Review Summary: “I want you to get up right now and go to the window, open it, and stick your head out, and yell, ‘I'm as mad as hell, and I'm not going to take this anymore!’”
The summary of this review is the white-hot conclusion of a speech from actor Peter Finch’s character in the 1976 movie Network
. The more Howard Beale speaks, the angrier he realizes he is- what began as an innocent enough economic treatise transforms into rage, outright and infinite. It’s more than that, though- Beale’s tired of ambivalence. In the role of the mentally unstable Beale, Peter Finch leaves an impression that simultaneously disgraces and inspires the viewer. And it sure is easy to forget Maybeshewill sampled this very speech in their first full-length album, for "Not For Want Of Trying" feels like a song from a different era (even if only six years old.) From the get-go this Leicestershire-based band operated via volatility, impressing sizable guitar riffs onto what was a initially a tranquil take on post-rock. And this juxtaposition didn't just distinguish the band from its peers; it turned them into a remarkably palatable post-rock group, one who made a simple concept like urgency sound so different to so many. And "Not For Want Of Trying" spearheaded this concept by containing this speech right in its center, a collection of words that couldn't sum up Maybeshewill any better.
Howard Beale’s speech used in “Not For Want Of Trying” spearheaded the rawness Maybeshewill was once known for. It gave voice to the turmoil, those uneasy feelings shrouded beneath the music; it took ideas that were difficult to truly put into words, and communicated them scrupulously. But as I listen to Fair Youth
, it strikes me that the most vital components of Maybeshewill’s earlier sound have been swept away more and more with each passing year, like grains of sand that blanket a stormy coastline. It’s the natural process of things- the world changes immeasurably from one moment to the next, not to even mention the littler things that come along with it. But this is precisely why Fair Youth
leaves me a bit flummoxed- for a band who seemed to have found veritable places from which it can cull inspiration, they seem to be running their own well dry.
The very things that inspired Maybeshewill to make music in the first place- social unrest and robust melodies- are both absent on Fair Youth
, and there isn’t a whole lot left to take their place. Part of the problem may be that the album functions as the logical successor to 2011’s I Was Here For A Moment
- an album compressed the group’s sound into something so angular and narrow that moving forward, evolution existed as more an abstract concept than anything else. And if that record taught us any lesson it was that Maybeshewill know how to paint a pretty scene with their songs: they wrote melodically palatable post-rock songs in varying time signatures, and then instilled indelible melodies on piano and guitar, perhaps even both. But the fundamental difference between I Was Here...
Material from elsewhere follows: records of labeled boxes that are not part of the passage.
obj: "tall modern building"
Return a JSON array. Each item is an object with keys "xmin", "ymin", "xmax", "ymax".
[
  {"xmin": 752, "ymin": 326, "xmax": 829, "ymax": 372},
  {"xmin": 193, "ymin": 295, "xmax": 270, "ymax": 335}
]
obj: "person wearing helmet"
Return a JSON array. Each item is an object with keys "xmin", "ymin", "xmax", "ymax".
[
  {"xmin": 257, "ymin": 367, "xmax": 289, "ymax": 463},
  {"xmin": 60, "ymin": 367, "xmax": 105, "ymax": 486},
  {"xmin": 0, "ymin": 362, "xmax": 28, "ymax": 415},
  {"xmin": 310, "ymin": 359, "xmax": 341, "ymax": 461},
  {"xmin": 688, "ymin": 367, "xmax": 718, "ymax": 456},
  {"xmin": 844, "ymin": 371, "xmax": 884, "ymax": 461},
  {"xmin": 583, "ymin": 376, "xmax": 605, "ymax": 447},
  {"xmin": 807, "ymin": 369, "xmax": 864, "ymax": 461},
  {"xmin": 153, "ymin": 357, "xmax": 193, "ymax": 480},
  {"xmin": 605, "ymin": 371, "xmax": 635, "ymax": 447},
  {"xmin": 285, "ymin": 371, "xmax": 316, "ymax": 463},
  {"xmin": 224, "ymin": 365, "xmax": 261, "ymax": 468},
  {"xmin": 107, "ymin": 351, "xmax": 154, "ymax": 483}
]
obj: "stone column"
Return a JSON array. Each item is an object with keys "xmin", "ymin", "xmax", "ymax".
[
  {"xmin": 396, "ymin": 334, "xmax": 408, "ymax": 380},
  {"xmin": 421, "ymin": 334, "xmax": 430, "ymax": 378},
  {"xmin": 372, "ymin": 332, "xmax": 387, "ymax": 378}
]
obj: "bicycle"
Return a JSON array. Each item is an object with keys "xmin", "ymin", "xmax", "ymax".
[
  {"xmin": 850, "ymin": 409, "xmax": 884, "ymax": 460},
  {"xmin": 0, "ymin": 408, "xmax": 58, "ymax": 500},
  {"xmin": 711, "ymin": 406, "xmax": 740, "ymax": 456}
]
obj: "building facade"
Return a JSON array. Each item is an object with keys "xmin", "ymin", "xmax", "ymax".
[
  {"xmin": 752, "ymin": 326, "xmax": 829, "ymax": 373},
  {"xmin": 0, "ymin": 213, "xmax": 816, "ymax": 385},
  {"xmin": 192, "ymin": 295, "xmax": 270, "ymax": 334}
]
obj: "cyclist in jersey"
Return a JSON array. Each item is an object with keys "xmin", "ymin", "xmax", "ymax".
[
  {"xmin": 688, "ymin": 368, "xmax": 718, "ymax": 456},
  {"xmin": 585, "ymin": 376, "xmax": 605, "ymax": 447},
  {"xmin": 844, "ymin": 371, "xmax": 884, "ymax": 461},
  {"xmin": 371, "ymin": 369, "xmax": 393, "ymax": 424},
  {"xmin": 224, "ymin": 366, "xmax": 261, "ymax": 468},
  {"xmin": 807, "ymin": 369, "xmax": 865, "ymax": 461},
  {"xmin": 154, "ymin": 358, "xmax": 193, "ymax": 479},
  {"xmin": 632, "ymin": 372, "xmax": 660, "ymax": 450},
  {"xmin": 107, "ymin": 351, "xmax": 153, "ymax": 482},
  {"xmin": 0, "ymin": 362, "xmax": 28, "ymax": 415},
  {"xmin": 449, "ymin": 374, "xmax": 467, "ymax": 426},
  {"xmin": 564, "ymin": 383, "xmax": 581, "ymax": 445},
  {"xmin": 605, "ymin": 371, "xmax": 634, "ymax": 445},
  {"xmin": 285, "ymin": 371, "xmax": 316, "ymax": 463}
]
and its predecessor is that it had bite, it had the monumental riffs and it had the anger. Fair Youth
is emotionally listless and sterile, existing instead as a post-rock album that, above all else, maintains. The same things you felt right before you began spinning the record, well, those are the same things you’ll feel during. And if what Fair Youth
wants you to feel and what you’re already feeling are one and the same, then why even bother? I want impact; I want to be affected. I want something to get mad about.